Go back to level one of this stairway and review range, precision, accuracy, granularity and other terms related to a generic measurement. Not the particular property being measured (say, distance), nor the scale used (millimeters or Light years), nor the tool used (micrometer or radio telescope).
I will not be talking about the tools; that is hardware and I only do software. But I do worry about the nature of the property being measured and modeled in a database. And I need to know about the scales used.
The reason for getting into data types in the prior levels was so that we can discuss how to get these measurements into a database.
There are often many scales for the same property. The lack or presence of precision and accuracy determines the scale you should choose. Scales are either quantitative or qualitative. The quantitative scales are what most people mean when they think of measurements, because these scales can be manipulated and are usually represented as numbers. Qualitative scales do not allow for computations -- just comparisons.
The simplest scales are the nominal scales. They simply assign a unique symbol, usually a number or a name, to each member of the set that they attempt to measure. For example, a list of city names is a nominal scale. In English, it's just a name.
Right away we are into philosophical differences, because many people do not consider naming to be measurement. Since there is no clear property except existence being measured, that school of thought would tell us this cannot be a scale.
There is no natural origin point for a set of names, no comparison rules other than equality and no ordering. We tend to use alphabetic ordering for names if we have a language with an alphabet. I had a friend who taught American Culture in Red China before the Tiananmen Square Massacre. Her class roster was translated into PinYin, for her. Each day, she got a new roster; it was never sorted or even ordered the same way twice. Alphabetical order is an incredibly powerful tool for handling data.
Nominal scales are very common in databases because they are used for unique identifiers, such as names and descriptions.
Now for a bit of culture
Abou Ben Adhem
--Leigh Hunt (1784-1859)
Abou Ben Adhem (May his tribe increase)
Awoke one night from a deep dream of peace
And saw, within the moonlight in his room,
Making it rich, and like a lily in bloom,
An Angel writing in a book of gold:
Exceeding peace had made Ben Adhem bold,
And to the Presence in the room he said,
"What writest thou?" The Vision raised its head,
And with a look made of all sweet accord
Answered, "The names of those who love the Lord."
"And is mine one?" said Abou. "Nay, not so,"
Replied the Angel. Abou spoke more low,
But cheerily still; and said, "I pray thee, then,
Write me as one that loves his fellow men."

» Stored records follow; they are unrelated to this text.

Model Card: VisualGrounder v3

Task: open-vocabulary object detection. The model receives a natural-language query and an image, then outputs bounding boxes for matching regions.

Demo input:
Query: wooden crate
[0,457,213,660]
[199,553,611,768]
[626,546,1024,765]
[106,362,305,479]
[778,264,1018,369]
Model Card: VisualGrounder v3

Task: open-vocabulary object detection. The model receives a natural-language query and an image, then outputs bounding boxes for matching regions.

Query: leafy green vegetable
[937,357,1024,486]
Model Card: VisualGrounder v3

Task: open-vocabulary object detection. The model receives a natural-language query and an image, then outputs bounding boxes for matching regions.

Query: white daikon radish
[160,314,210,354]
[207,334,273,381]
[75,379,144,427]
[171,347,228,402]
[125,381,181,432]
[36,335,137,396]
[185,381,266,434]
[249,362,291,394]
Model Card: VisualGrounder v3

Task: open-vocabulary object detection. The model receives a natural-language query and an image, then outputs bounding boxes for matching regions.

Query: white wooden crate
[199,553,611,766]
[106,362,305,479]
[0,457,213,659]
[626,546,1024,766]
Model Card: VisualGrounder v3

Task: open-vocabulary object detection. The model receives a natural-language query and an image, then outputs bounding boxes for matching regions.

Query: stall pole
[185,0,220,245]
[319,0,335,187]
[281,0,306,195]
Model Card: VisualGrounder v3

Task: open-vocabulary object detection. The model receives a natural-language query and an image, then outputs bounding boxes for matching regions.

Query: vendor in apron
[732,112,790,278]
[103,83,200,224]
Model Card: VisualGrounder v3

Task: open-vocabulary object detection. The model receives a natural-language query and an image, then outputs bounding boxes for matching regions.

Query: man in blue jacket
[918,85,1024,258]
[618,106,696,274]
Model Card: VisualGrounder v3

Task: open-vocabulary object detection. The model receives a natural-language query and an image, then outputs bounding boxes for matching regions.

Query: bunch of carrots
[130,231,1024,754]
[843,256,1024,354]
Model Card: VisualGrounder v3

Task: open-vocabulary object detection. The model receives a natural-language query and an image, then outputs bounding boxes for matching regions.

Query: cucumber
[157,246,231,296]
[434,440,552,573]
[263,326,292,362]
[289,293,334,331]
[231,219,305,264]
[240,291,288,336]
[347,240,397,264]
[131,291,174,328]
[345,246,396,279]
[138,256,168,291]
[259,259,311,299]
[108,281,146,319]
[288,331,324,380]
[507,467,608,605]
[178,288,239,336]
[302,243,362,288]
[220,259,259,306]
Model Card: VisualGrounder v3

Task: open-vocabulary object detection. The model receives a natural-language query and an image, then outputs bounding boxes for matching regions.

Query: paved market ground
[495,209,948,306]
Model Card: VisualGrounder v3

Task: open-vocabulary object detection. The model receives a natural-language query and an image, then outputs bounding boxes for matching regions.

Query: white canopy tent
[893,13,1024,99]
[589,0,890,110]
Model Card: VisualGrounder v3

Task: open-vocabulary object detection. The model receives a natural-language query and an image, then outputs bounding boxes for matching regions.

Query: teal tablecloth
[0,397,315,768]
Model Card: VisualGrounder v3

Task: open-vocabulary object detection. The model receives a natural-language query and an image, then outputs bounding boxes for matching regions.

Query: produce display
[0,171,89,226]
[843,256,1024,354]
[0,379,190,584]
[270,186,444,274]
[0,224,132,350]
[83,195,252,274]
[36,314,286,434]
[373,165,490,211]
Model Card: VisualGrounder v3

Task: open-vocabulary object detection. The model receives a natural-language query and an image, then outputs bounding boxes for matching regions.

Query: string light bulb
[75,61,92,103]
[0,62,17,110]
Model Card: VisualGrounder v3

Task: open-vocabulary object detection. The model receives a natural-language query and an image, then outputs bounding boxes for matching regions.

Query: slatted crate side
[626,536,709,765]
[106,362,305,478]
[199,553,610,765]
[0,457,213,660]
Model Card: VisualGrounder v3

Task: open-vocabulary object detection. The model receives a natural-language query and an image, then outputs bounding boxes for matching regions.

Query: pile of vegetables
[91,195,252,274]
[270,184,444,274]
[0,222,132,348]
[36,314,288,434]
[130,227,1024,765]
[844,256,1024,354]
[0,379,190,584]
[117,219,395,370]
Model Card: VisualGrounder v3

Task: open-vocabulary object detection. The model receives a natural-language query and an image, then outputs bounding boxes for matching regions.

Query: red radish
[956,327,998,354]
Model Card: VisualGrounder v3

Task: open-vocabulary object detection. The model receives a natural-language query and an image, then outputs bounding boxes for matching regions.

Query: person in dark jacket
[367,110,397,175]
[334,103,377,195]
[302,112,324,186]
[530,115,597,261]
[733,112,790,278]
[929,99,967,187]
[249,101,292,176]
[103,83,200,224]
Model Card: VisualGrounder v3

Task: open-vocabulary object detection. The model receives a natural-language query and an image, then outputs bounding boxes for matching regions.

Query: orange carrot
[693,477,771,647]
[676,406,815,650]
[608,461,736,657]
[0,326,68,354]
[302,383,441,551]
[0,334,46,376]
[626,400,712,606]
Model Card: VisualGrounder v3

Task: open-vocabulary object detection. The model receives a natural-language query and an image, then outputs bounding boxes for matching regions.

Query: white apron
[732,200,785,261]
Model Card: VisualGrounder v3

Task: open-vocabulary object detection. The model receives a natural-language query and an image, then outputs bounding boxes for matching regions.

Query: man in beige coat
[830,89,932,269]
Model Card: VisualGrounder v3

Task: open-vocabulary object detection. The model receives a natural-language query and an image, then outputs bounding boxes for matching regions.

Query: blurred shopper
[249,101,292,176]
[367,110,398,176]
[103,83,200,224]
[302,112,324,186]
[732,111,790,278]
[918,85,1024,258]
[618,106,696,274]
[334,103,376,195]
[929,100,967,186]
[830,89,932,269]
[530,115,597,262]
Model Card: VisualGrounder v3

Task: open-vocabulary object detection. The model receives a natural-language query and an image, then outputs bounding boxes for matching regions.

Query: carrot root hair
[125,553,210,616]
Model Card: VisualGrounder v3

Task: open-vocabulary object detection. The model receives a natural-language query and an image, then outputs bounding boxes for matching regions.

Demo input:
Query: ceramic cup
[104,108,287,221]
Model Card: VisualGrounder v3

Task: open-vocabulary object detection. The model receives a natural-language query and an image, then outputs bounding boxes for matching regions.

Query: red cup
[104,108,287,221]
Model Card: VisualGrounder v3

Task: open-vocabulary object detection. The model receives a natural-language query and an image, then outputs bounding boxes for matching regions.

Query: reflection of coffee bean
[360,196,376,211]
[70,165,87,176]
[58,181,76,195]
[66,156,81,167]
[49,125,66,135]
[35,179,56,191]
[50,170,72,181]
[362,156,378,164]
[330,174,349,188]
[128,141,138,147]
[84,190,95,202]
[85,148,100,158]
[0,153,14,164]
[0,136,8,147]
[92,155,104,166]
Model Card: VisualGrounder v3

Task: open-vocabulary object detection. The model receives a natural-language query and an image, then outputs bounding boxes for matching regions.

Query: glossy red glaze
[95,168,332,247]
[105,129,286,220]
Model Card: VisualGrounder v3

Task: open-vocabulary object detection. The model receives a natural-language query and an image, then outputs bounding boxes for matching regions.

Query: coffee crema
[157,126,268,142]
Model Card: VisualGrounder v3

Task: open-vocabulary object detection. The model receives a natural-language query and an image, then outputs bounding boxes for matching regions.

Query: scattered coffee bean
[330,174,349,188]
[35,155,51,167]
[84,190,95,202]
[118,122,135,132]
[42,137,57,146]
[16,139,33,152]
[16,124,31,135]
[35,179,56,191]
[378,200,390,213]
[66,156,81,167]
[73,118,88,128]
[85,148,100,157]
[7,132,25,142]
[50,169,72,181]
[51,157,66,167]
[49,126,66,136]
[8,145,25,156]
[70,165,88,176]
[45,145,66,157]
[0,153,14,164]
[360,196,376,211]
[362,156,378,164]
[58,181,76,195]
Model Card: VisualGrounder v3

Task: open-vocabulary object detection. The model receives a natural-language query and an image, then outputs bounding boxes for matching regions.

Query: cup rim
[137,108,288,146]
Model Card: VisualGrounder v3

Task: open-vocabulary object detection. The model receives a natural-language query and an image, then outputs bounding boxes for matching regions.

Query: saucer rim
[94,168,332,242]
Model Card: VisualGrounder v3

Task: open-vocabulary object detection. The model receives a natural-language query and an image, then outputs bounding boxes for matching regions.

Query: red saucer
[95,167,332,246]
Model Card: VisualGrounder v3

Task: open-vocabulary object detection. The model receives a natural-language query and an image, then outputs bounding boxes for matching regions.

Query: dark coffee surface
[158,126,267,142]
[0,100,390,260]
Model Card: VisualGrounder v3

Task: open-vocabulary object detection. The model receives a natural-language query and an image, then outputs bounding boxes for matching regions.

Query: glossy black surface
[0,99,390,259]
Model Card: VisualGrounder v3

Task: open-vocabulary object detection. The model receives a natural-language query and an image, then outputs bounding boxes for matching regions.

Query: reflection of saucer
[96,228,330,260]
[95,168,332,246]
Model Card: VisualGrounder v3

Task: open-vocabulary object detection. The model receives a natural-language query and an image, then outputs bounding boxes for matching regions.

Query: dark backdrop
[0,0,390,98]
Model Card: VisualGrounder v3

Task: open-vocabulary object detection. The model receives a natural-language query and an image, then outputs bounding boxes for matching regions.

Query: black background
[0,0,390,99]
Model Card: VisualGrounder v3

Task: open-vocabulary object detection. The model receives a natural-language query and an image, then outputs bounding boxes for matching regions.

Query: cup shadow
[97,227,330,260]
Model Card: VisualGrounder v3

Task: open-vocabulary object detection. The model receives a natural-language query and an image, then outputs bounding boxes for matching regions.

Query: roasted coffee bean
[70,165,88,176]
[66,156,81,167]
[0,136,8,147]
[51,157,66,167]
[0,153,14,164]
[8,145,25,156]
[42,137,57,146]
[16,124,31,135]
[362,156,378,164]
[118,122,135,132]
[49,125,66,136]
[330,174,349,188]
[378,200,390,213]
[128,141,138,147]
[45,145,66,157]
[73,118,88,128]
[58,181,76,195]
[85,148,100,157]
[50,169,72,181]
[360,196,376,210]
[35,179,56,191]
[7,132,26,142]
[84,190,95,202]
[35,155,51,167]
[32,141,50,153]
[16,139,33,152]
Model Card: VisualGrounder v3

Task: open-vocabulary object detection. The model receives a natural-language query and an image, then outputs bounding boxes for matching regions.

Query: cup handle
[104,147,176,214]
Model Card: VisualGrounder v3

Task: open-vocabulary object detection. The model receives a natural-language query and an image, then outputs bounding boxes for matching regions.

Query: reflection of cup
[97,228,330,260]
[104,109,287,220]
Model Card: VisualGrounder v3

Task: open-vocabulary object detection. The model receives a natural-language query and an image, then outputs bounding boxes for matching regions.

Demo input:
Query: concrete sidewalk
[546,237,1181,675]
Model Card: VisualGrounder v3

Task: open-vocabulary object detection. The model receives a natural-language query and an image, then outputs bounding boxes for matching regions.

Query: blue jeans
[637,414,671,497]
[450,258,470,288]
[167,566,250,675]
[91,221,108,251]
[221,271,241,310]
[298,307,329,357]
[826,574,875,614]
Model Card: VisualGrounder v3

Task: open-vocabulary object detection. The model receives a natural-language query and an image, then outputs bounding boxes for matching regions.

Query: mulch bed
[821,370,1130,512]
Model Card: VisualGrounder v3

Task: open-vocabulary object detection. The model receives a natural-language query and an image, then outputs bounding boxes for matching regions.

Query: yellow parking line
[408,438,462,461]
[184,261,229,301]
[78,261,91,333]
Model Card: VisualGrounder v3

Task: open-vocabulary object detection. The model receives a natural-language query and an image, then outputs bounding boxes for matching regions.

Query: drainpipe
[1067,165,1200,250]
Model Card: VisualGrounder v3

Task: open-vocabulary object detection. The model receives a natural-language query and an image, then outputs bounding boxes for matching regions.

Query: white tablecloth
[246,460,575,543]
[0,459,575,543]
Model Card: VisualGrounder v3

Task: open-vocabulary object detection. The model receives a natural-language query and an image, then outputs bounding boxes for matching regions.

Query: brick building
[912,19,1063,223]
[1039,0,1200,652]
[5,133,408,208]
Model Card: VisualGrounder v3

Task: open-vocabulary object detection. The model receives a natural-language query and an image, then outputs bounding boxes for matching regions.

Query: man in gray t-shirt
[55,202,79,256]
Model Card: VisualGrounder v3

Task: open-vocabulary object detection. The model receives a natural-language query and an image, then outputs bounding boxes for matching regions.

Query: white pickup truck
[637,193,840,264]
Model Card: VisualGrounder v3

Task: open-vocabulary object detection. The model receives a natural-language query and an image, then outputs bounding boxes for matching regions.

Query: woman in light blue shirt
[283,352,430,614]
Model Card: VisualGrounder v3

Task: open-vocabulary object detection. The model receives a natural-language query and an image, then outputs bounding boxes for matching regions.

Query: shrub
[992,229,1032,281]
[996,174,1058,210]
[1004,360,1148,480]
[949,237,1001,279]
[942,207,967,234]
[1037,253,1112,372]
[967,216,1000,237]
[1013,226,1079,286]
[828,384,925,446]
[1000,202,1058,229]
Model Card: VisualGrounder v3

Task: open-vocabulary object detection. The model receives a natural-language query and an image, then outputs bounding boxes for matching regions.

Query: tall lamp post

The Angel wrote and vanished. The next night
It came again with a great wakening light.
And showed the names whom love of God had blessed,
And, lo! Ben Adhem's name led all the rest!
And do you why Ben Adhem's name led all the rest? Because God files data in alphabetical order.
The next simplest scales are the categorical scales. They place an entity into a category which is assigned a unique symbol, usually a number or a name. For example, the class of animals might be categorized as reptiles, mammals and so forth. The categories have to be within the same class of things to make sense.
Again, many people do not consider categorizing to be measurement. The categories are probably defined by a large number of properties and there are two potential problems with them.
The first problem is that an entity might fall in one or more categories. For example, a platypus is a furry, warm blooded egg-laying animal. Mammals are warmed blood, but give live birth and optionally have fur. The second problem is that an entity might fall not fall into any of the categories at all. If we find a creature with chlorophyll and fur on Mars, we do not have a category of animal in which to place him.
The two common solutions are either to create a new category of animal (monotremes for the warm blooded, egg-laying platypus and ekidna. The least desirable situation is to allow an entity to be a member of more than one category.
The categories have the same characteristics of the nominal scale. There is no natural origin and no natural linear ordering. The only meaningful operation that can be done with such a scale is a test for membership or subsets. Categories and sub-categories give us a non-linear ordering or nesting. This will come up again when I get to hierarchical encoding schemes.
More culture, when you least expected it!
from the Essay "The Analytical Language of John Wilkins" by Jorge Luis Borges:
"These ambiguities, redundancies, and deficiencies recall those attributed by Dr. Franz Kuhn to a certain Chinese encyclopedia entitled Celestial Emporium of Benevolent Knowledge. On those remote pages it is written that animals are divided into (a) those that belong to the Emperor, (b) embalmed ones, (c) those that are trained, (d) suckling pigs, (e) mermaids, (f) fabulous ones, (g) stray dogs, (h) those that are included in this classification, (i) those that tremble as if they were mad, (j) innumerable ones, (k) those drawn with a very fine camel's hair brush, (l) others, (m) those that have just broken a flower vase, (n) those that resemble flies from a distance."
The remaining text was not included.